Lors de la dernière audience, le 27 juillet dernier, les avocats de la défense ont estimé que la détention de leurs clients était illégale. Car n’ayant pas été notifiée dans les règles. «Ils ont été arrêtés fin janvier et la détention provisoire ne peut pas excéder six mois sans être renouvelée. Or, elle ne l’a pas été en juin», explique Claude Assira.

«Nous considérons donc que leur détention est illégale au moins depuis le mois de juin et qu’ils devraient être remis en liberté», ajoute l’avocat, qui compte sur le président du TGI pour ordonner la libération des deux leaders.

En effet, la requête en «habeas corpus» doit être examinée mardi 29 août par le tribunal de grande instance (TGI) du Mfoundi, dont le président a été saisi par les avocats des deux leaders de la contestation anglophone Félix Nkongho Agbor et Fontem Neba.

Fontem Neba et Nkongho Agbor Bala sont actuellement jugés pour hostilité contre la patrie, outrage aux corps constitués et aux fonctionnaires, rébellion, dégradation des biens publics, pillage en bande, coaction des actes de terrorisme, sécession, révolution, insurrection, excitation à la guerre civile, et propagation de fausses nouvelles.

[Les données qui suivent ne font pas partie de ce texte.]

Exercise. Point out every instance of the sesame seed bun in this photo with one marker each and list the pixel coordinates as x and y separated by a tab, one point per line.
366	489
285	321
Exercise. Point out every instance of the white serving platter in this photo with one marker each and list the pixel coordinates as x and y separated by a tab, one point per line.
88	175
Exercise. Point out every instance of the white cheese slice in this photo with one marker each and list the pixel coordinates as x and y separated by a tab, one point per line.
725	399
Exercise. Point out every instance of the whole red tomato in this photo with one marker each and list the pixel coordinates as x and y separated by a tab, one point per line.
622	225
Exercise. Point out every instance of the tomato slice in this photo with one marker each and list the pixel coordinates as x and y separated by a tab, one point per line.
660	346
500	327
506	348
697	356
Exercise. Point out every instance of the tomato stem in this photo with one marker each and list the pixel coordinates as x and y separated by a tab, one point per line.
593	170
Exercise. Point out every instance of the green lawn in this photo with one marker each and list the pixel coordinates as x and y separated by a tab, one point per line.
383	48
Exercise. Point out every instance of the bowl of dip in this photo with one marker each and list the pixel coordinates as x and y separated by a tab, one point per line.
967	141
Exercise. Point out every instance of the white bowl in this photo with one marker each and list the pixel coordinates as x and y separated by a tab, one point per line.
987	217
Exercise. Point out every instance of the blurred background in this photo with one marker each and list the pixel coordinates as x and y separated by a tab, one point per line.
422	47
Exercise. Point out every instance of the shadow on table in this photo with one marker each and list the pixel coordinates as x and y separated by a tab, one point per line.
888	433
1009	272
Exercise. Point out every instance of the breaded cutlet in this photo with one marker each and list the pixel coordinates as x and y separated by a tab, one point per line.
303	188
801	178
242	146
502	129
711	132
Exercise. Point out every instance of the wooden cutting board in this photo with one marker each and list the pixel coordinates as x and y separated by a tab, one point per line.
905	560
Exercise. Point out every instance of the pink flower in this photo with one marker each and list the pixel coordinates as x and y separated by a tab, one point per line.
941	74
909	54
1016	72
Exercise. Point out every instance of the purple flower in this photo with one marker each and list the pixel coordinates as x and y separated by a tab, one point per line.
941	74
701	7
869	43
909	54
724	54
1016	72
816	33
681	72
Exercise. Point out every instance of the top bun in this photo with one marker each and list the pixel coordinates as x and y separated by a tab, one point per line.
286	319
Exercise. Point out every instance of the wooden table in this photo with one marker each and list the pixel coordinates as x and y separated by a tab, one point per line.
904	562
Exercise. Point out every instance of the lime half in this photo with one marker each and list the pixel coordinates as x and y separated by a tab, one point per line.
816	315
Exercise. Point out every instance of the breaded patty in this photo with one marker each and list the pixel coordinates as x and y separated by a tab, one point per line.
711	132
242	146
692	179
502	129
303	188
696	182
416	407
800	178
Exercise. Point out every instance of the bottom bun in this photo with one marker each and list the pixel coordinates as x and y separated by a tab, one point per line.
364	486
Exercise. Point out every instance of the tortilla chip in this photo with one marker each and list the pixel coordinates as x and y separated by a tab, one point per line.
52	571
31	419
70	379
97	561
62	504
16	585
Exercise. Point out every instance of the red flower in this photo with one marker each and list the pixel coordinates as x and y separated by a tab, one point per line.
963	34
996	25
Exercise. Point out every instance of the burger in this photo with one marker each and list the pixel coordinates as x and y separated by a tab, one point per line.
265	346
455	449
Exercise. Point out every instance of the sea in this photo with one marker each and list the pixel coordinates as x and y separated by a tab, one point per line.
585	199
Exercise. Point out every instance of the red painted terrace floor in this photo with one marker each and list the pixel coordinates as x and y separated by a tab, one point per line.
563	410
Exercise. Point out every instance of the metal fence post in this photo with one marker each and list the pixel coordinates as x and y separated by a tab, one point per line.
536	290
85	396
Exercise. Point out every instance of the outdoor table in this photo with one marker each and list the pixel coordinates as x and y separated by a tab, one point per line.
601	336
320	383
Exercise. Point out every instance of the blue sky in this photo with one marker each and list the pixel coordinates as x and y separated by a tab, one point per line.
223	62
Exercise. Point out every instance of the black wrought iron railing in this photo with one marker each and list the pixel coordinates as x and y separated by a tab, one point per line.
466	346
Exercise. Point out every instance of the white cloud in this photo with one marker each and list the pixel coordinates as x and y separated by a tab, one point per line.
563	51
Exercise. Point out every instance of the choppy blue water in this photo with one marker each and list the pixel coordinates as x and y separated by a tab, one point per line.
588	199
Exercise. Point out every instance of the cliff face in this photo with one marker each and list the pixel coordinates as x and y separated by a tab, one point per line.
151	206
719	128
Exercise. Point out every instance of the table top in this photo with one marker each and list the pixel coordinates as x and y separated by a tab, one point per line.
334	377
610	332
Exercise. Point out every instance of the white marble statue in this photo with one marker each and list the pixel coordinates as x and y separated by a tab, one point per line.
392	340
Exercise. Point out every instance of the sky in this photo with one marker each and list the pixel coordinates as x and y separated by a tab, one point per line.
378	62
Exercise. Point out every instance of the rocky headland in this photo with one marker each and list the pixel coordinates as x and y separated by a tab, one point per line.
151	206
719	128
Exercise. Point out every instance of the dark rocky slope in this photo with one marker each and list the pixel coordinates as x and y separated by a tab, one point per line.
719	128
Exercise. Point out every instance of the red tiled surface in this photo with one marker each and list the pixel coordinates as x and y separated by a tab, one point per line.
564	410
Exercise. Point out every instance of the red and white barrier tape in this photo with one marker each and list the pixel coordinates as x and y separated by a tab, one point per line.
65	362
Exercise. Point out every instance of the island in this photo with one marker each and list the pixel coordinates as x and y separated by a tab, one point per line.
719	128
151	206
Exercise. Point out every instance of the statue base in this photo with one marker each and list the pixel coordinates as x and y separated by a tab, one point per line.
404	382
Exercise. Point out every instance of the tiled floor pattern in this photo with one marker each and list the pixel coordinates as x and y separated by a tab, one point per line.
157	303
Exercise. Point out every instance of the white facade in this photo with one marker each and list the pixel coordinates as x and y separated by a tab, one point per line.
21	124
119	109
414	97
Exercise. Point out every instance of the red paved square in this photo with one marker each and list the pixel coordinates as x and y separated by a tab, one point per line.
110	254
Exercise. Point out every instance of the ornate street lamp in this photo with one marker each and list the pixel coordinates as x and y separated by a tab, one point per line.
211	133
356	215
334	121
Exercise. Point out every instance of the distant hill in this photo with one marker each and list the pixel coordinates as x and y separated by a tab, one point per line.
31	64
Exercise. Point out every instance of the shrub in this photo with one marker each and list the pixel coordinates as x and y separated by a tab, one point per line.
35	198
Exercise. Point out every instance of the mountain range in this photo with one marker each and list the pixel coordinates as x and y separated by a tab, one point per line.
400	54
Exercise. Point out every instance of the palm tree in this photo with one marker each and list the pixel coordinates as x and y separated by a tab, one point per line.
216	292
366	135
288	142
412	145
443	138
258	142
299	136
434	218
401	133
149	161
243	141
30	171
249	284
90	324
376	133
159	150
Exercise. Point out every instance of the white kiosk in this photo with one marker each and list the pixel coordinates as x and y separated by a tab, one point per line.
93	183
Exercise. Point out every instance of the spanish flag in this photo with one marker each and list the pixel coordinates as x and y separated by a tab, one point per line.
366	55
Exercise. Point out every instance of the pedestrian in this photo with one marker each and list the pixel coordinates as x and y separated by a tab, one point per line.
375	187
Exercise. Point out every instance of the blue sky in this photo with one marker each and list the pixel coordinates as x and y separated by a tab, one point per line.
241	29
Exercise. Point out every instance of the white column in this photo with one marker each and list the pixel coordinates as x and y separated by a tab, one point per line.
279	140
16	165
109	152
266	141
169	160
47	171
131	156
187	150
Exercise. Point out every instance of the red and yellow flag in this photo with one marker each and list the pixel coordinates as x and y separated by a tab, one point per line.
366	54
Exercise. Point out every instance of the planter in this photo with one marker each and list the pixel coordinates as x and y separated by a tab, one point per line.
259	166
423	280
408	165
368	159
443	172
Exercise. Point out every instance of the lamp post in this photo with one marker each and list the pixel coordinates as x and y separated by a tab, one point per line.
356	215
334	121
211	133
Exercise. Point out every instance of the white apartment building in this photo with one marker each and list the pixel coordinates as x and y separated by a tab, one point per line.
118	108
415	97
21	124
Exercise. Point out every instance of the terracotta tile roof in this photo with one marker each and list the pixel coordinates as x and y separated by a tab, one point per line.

Ils avaient été arrêtés le 18 janvier en tant que leader des contestations anglophones qui avaient abouti à des violences à Bamenda le 8 décembre 2016. C’est qu’agissant  par le canal du Consortium – une organisation critiquée par le gouvernement pour s’être livrée à la «surenchère» dans les négociations et interdite d’activités le 18 janvier dernier – ces deux leaders de la contestation anglophone avaient lancé des avis à ville morte qui ont été observés les 9, 16 et 17 janvier.